La zona caliente de la etapa aparecía a 47 kilómetros de la meta: el Grand Colombier. La ascensión comenzó con un cuarteto de categoría en cabeza: Nibali, Dumoulin, Pantano y Pozzovivo. Y culminó con un dúo no menos prestigioso: Majka y Zakarin. Otra vez. Alaphilippe y Pantano llegaron delante, pero el póquer se desintegró pronto en el descenso. A Zakarin le entraron los miedos del Giro y se quedó rezagado, mientras que Alaphilippe sufrió una caída en pleno ataque. La foto de la voltereta del francés en la contrarreloj se ha hecho viral en las redes sociales. Este domingo volvió a rodar por los suelos.
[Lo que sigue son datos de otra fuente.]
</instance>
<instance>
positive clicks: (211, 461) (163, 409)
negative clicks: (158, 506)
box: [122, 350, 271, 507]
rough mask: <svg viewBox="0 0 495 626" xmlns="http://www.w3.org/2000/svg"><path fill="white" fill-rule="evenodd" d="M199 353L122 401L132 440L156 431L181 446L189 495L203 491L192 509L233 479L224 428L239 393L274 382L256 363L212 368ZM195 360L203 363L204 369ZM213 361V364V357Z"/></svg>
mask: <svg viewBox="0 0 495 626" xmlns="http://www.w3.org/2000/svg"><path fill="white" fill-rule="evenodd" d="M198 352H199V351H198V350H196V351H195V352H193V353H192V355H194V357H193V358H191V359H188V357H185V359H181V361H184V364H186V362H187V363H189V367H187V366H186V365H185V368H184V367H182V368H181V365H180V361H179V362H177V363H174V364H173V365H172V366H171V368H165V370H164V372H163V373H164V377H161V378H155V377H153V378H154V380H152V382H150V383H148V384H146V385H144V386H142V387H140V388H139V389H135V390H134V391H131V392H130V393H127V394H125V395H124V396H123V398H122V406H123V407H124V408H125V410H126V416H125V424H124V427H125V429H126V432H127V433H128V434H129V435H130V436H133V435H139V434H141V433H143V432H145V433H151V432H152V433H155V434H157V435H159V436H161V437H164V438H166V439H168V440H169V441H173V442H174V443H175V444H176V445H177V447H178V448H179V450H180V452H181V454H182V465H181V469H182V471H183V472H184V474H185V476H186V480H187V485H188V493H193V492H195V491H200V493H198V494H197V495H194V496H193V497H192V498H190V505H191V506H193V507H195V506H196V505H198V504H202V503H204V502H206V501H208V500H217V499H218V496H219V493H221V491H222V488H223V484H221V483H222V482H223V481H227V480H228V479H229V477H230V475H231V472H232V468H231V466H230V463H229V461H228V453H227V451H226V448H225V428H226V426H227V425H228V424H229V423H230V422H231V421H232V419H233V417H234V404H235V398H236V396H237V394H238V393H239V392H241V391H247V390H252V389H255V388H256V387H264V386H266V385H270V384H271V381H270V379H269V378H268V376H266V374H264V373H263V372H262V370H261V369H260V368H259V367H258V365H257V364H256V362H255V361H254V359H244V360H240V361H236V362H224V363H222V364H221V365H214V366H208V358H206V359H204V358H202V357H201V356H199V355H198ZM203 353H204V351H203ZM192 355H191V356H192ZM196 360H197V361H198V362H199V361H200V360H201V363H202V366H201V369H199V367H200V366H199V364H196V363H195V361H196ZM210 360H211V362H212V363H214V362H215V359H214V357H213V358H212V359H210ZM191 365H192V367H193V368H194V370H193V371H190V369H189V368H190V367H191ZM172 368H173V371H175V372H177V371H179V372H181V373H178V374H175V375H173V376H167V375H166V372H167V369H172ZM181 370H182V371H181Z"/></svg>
Majka, ya como nuevo rey de la montaña, y Pantano comenzaron en cabeza el último puerto: los Lacets del Grand Colombier. El polaco apretó a su rival y coronó en solitario con una veintena de segundos. Todo apuntaba a que Majka iba a lograr su cuarta victoria en el Tour en años consecutivos: dos en 2013 y una en 2014. Pero en una etapa como esta, las bajadas son tan decisivas como las subidas. Pregunten a Zakarin. Majka se fue al pasto y Pantano no desaprovechó la nueva vida que le ofrecían. El colombiano, que venía de ganar una etapa en la Vuelta a Suiza, ya tuvo su momento mediático cuando cruzó la meta de Arcalís con un paraguas. Justo una semana después lo hizo con los brazos en alto.

Habíamos dejado olvidado al grupo de los gallos. No ha sido por desconsideración, sino porque en los cinco primeros puertos no sucedió nada destacable, salvo que el Astana había forzado la máquina en el Grand Colombier. Fabio Aru (10º, a 5:16) iba con ganas. Su ataque estaba cantado. Pero cuando abrió gas en los Lacets, sólo Alejandro Valverde salió tras él. El Sky continuó con su martillo pilón y aplastó la única y efímera tentativa del día. En el descenso, el murciano pegó otro tirón. Sin éxito. Sólo Valverde prueba cosas. Los demás no tienen fuerzas. O ideas. Froome se debió aburrir tanto, que incluso amagó con un ataque, pero tocó el freno. No necesita esos alardes.